У кого-то это получилось сразу. На них
можно было смотреть и чувствовать: это люди среди
людей, и это хорошо.
А мне не очень повезло, я был не очень
человек. Они все говорили, бегали, играли, и как-то
у них получалось друг с другом, а у меня совсем
ничего. Я даже не знал, с какой стороны к ним надо,
чтоб чего-то там. И меня за это, наверное, не
любили. Как-то настороженно и еще как-то
брезгливо. Я ничего не умел, ну там завязывать
шнурки, быстро застегивать пуговицы. Или умел, но,
когда надо было одеваться на прогулку, я просто
стоял в раздевалке и испуганно смотрел на всех,
как это они все друг с другом, а воспитатель меня
ругала, и все ругали, потому что я всех
задерживал, а я понимал, что задерживаю, и если бы
сейчас так, я бы отшутился, и все бы вышли, а я
потом бы подошел, и все в порядке, а тогда нет. Я
понимал, что задерживаю, и что ругать будут, и мне
от этого хотелось не быстрее одеваться, а куда-то
убежать, в дальний угол спальни, и сидеть там
тихо-тихо, пока все погуляют, сидеть и никого не
задерживать. Хотелось подарить кому-нибудь это
клетчатое страшное пальто, эти ужасные валенки,
которые обязательно наденешь не на ту ногу,
потому что надо смотреть на всех, иначе что-то
произойдет, а ты в этом ни бум-бум, упустишь, и
опять будут ругать, и эту шапку-ушанку, от которой
ничего не слышно, и воспитательница ругается, что
ты глухой, а если «уши» не завязать, она будет
ругать, что ты простудишься, и очень хочется
простудиться.
Но теперь я понимаю, что
воспитательница понимала тогда, что я все
понимаю, и могла бы все сделать по-другому, но она
не могла же каждый день с каждым ребенком делать
все по-другому, в группе тридцать детей, а она
одна, и в конце концов она же человек среди
человеков.

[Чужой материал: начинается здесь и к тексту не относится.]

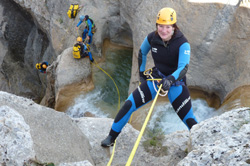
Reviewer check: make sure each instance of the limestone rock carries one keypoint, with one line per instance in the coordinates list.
(16, 144)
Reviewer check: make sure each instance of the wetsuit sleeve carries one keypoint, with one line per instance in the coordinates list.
(79, 23)
(184, 58)
(90, 57)
(90, 27)
(142, 56)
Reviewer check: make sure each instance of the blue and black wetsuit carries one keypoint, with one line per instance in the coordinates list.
(171, 60)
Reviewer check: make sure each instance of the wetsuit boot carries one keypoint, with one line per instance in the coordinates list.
(110, 139)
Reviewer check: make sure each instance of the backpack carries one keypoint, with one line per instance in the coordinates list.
(73, 9)
(77, 51)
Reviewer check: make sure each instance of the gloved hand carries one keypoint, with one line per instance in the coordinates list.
(142, 77)
(166, 84)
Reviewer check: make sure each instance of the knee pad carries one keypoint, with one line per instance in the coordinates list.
(123, 111)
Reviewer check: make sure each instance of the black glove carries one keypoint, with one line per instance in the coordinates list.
(142, 77)
(166, 84)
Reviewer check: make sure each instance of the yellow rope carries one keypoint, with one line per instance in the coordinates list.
(142, 129)
(112, 156)
(118, 107)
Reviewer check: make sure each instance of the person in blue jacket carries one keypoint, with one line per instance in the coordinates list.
(171, 54)
(89, 29)
(42, 67)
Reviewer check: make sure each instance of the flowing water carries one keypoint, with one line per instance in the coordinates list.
(103, 100)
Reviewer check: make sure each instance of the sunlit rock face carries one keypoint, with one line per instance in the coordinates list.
(218, 34)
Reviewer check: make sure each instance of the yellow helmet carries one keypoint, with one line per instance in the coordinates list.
(44, 66)
(38, 66)
(166, 16)
(79, 39)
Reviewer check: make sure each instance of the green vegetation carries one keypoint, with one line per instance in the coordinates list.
(153, 142)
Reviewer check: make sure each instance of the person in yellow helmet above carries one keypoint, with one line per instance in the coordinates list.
(81, 50)
(90, 28)
(42, 66)
(171, 54)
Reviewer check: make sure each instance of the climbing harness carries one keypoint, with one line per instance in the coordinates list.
(142, 129)
(148, 73)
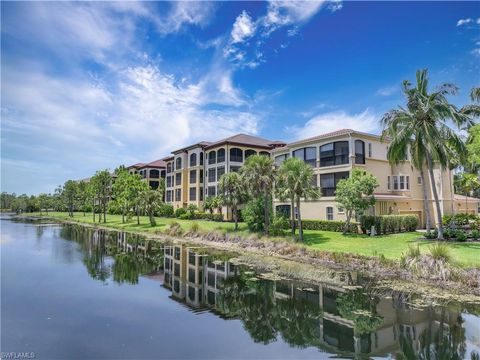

И вот эти вот совокупные понимания,
когда они со мной происходят, — я даже и сейчас
немного ощущаю посвящение в человеки среди
человеков. И дети тоже понимали, или чувствовали,
и могли тоже, как-нибудь, что-нибудь, но их было
ведь целых тридцать, а я один, и из-за меня всем
плохо, они стоят парами, готовые к старту,
гогочут, потеют, получая угрозу простуды, а я
смотрю на них и, не отрывая от них испуганных
глаз, пытаюсь натянуть только первый валенок, не
на ту ногу, и почему они должны из-за меня
страдать? Они же, черт побери, люди среди людей.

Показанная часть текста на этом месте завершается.